Introduction: “Hand-off” is used to describe the transfer of patients’ care from one physician to another while transitioning between call shifts. In neurosurgery, the complexity and rapid course of deterioration for variation pathologies leads to a significant dependence on thorough and efficient hand-off techniques. However, a lack of standardization leads to incomplete continuity of care. The goal of this review is to summarize the pre-existing research conducted on hand-off practices across residency programs in the United States, and highlight the commonalities that constitute optimal hand-offs in neurosurgery.

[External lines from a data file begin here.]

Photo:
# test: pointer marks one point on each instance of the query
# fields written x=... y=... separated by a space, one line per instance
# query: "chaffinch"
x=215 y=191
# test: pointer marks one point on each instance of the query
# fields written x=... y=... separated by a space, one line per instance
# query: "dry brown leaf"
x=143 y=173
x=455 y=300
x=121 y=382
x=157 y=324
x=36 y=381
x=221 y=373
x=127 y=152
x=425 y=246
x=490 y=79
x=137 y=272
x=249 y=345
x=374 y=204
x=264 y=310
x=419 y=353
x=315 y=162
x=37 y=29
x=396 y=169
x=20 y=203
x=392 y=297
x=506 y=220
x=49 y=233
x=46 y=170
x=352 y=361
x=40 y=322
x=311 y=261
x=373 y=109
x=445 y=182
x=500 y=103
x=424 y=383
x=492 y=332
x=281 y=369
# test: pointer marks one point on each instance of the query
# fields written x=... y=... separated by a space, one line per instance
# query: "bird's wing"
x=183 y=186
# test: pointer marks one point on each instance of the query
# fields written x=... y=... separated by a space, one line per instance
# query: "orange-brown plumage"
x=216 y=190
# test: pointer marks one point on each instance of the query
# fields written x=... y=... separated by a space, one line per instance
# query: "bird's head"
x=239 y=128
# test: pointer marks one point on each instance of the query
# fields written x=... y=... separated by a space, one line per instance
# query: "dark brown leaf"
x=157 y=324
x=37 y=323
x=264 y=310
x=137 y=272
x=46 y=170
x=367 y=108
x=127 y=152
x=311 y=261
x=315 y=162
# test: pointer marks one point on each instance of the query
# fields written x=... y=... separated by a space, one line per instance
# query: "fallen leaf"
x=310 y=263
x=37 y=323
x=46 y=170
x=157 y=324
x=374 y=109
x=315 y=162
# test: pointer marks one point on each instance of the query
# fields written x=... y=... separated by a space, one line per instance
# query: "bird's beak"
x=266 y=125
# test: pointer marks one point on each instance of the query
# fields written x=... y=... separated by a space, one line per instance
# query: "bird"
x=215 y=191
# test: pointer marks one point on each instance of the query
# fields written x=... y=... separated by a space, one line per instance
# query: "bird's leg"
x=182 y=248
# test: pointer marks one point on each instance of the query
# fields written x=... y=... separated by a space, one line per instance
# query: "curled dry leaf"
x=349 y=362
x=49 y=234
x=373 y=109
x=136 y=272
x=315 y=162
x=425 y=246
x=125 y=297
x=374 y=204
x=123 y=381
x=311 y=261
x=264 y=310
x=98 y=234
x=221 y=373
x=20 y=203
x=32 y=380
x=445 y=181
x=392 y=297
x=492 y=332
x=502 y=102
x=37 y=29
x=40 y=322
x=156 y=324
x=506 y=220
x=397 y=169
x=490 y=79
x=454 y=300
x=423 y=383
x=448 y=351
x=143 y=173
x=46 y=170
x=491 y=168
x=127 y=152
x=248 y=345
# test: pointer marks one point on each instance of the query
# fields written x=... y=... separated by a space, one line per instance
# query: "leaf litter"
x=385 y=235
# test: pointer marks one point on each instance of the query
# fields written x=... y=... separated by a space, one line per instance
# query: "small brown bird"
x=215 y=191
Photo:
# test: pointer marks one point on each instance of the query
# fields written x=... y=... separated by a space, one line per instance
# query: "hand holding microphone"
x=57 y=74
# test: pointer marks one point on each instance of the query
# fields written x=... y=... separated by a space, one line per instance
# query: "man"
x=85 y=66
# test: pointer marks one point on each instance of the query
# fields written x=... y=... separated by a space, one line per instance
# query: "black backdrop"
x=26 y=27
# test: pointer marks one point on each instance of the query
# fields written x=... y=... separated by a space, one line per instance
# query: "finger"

Methods: A systematic search strategy was implemented using Pubmed, Scopus, and Web of Science to query articles related to patient hand-off protocols in neurosurgery. Prior reviews or articles that didn’t fully describe their process were excluded. The hand-off practices and results of the remaining articles are covered in this paper.
Results: Eleven articles were included at the end of the screening process. It was reported that patients requiring a hand-off during their hospital stay, on average, stayed 2 days longer than those that didn’t. While one study addressed follow-up time between hand-offs and seeing the patient, a larger focus was on increasing standardization of hand-offs and documentation (9/11), formal training and supervision by seniors (3/11), and eliminating distractions during hand-offs and protected time (2/11). These practices were found to reduce hand-off times and the number of adverse events following hand-offs.
Conclusion : The most addressed concerns with neurosurgical hand-offs revolved around standardization, observation, and dedicated time. The findings in this review hold important implications for the future of clinical practice and training in the niche topic of neurosurgical hand-off practices, and highlights the need for continued research to address any existing gaps within these practices to ensure the quality, safety, and continuity of patient care during transfers of service.